The U.S. District Court for the Eastern District of Tennessee granted the plaintiffs’ and individual defendants’ motion to preliminarily approve the settlement of the class action claims against federal agents from the IRS and DHS (including U.S. Immigration and Customs Enforcement and U.S. Customs and Border Protection). Class members are approximately 100 Latinx workers who were detained during the workplace raid. The Court ordered class counsel to notify class members of their rights under the settlement. Class members must submit claim forms within 90 days of receiving notice of the settlement to claim their benefits. The settlement also resolves the Federal Tort Claims Act (FTCA) claims of six individual plaintiffs against the United States.
In August, the Court certified the case as a class action in a precedent-setting decision, paving the way for class wide relief for the unlawful policing and racial profiling alleged in the lawsuit.
Under the $1.175 million settlement, class members will receive a total of $550,000 and, upon request, a letter from ICE confirming their membership in the class that can be included in any applications for immigration relief. The settlement also requires the United States to pay $475,000 to the six individual plaintiffs to resolve their FTCA claims, including excessive force and unlawful arrest, and $150,000 in attorneys’ fees and expenses to SPLC and NILC. The Court has scheduled a final approval hearing on Feb. 27, 2023.
The following statements are provided by:
Michelle Lapointe, senior staff attorney, National Immigration Law Center“This historic settlement, once finalized, will provide a measure of justice to dozens of Latinx workers who bravely fought back when federal agents violated their rights. It is a testament to the power of a community who — rather than cower — came together and organized, in the face of the previous administration’s hateful campaign to demonize and instill fear in immigrant communities. We are pleased with this important step toward achieving justice for our courageous plaintiffs and look forward to continuing toward resolution in their case.”

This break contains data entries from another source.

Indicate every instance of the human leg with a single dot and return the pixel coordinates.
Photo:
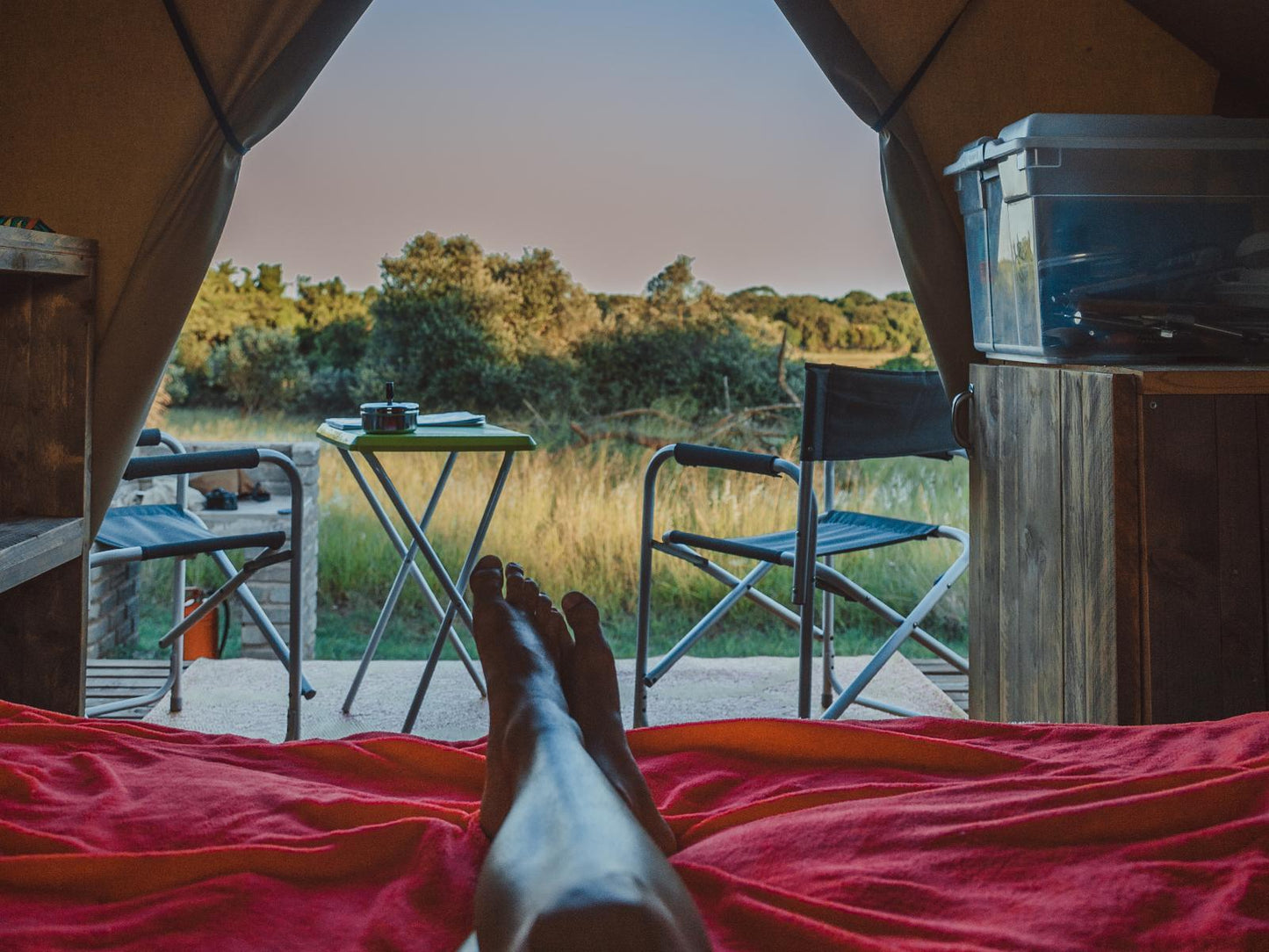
(570, 867)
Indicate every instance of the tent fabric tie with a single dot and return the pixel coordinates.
(187, 42)
(919, 73)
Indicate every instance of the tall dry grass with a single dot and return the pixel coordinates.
(571, 516)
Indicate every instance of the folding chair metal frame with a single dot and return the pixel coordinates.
(180, 464)
(811, 572)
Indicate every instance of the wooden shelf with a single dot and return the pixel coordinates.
(45, 253)
(29, 547)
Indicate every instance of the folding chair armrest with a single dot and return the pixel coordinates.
(178, 464)
(721, 458)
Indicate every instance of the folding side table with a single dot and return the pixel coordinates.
(425, 439)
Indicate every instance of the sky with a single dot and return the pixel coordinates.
(618, 133)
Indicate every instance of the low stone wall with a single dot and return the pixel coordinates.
(113, 589)
(271, 587)
(112, 613)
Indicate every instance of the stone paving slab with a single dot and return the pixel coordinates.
(248, 696)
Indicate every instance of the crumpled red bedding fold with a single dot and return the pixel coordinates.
(920, 834)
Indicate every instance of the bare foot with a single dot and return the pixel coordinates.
(589, 677)
(594, 702)
(524, 689)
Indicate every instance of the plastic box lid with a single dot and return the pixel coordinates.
(1085, 131)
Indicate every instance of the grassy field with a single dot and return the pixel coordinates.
(571, 515)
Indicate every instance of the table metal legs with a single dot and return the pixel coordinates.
(464, 578)
(407, 567)
(457, 607)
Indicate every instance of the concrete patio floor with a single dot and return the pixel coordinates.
(248, 697)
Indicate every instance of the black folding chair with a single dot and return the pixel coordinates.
(134, 533)
(847, 414)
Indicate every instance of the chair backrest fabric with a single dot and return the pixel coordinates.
(855, 414)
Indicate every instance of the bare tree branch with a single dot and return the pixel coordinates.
(587, 438)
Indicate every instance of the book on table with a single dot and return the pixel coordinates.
(456, 418)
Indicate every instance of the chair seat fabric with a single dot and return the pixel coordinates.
(839, 532)
(168, 526)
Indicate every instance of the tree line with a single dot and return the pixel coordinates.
(456, 327)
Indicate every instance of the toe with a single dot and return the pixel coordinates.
(542, 609)
(527, 599)
(558, 630)
(582, 616)
(514, 583)
(487, 581)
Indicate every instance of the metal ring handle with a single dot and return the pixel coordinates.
(961, 433)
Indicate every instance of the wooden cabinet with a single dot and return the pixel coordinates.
(46, 333)
(1120, 521)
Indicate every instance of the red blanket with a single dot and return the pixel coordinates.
(917, 834)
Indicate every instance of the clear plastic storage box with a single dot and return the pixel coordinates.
(1120, 238)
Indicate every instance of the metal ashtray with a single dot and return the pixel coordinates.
(390, 416)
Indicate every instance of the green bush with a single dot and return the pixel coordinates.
(259, 368)
(644, 365)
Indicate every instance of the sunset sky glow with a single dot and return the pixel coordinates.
(618, 133)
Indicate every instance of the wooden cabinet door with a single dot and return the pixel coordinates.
(1052, 629)
(1205, 461)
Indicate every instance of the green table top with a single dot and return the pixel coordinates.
(429, 439)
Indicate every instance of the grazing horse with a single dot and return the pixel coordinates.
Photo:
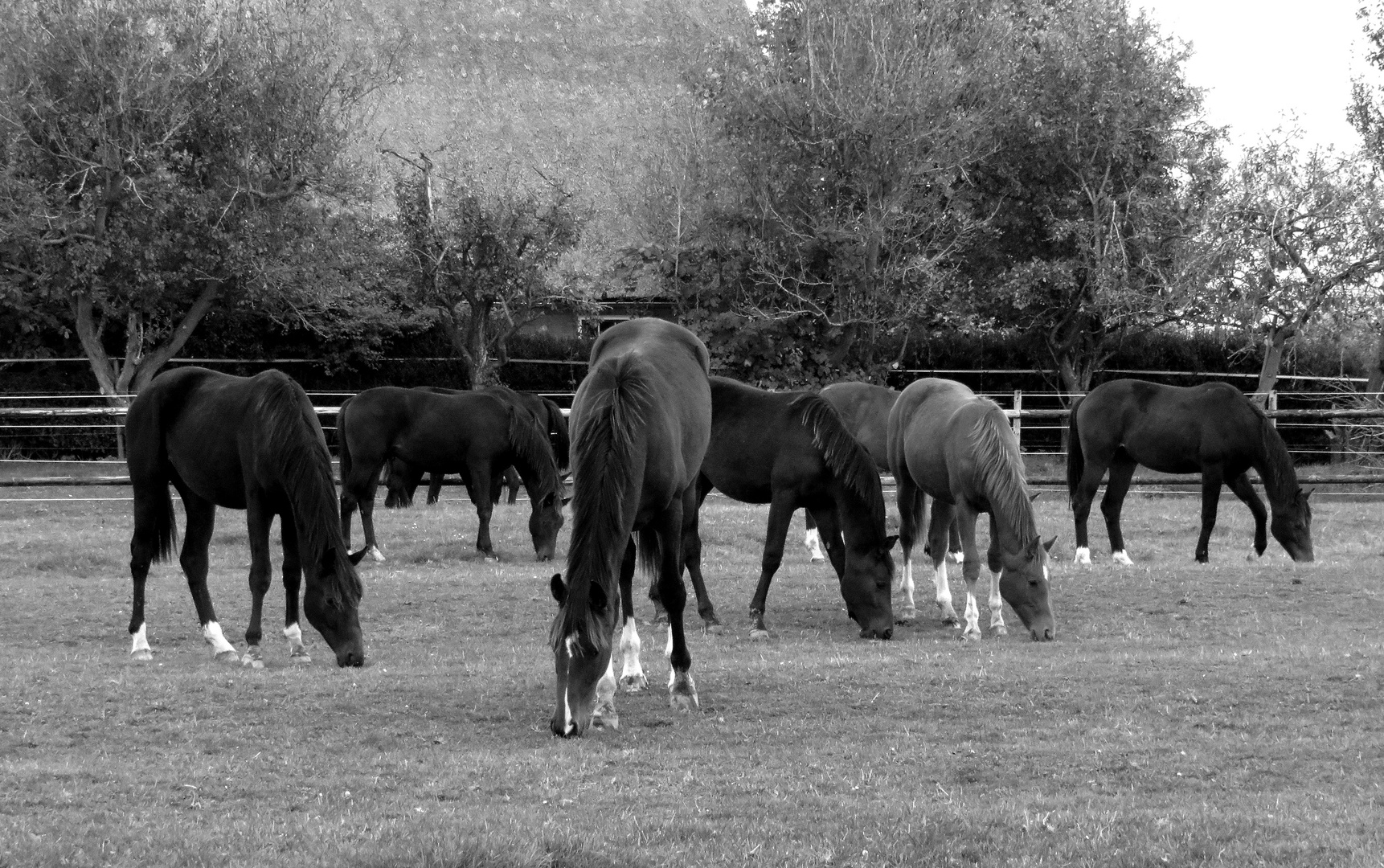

Meredith Stewart, senior supervising attorney, Southern Poverty Law Center’s Immigrant Justice Project“This settlement marks a historic moment for immigrant workers in America. The Latinx workers took a stand against federal agents targeting them because of their ethnicity. This unprecedented settlement, once finalized, will show law enforcement officers that there are consequences for unlawful policing and racial profiling, even when aimed at low-wage, immigrant workers. The resolution of this case restores a measure of justice to the workers and reaffirms the rights of all workers in this country.”
BACKGROUND:Isabel Zelaya, et al. v. Robert Hammer, et al. was filed on Feb. 21, 2019. Plaintiffs are represented by the National Immigration Law Center (NILC), the Southern Poverty Law Center (SPLC), pro bono attorneys Eben P. Colby, Jeremy A. Berman, Arthur R. Bookout and the law firms of Sherrard Roe Voigt & Harbison and Sperling & Slater. On April 5, 2018, U.S. Immigration and Customs Enforcement (ICE) and the Internal Revenue Service (IRS), with assistance from U.S. Customs and Border Protection (CBP), the Tennessee Highway Patrol and the Morristown Police Department, executed the largest workplace immigration raid in nearly a decade, detaining approximately 100 Latinx workers at an east Tennessee meat processing plant, violating their civil rights."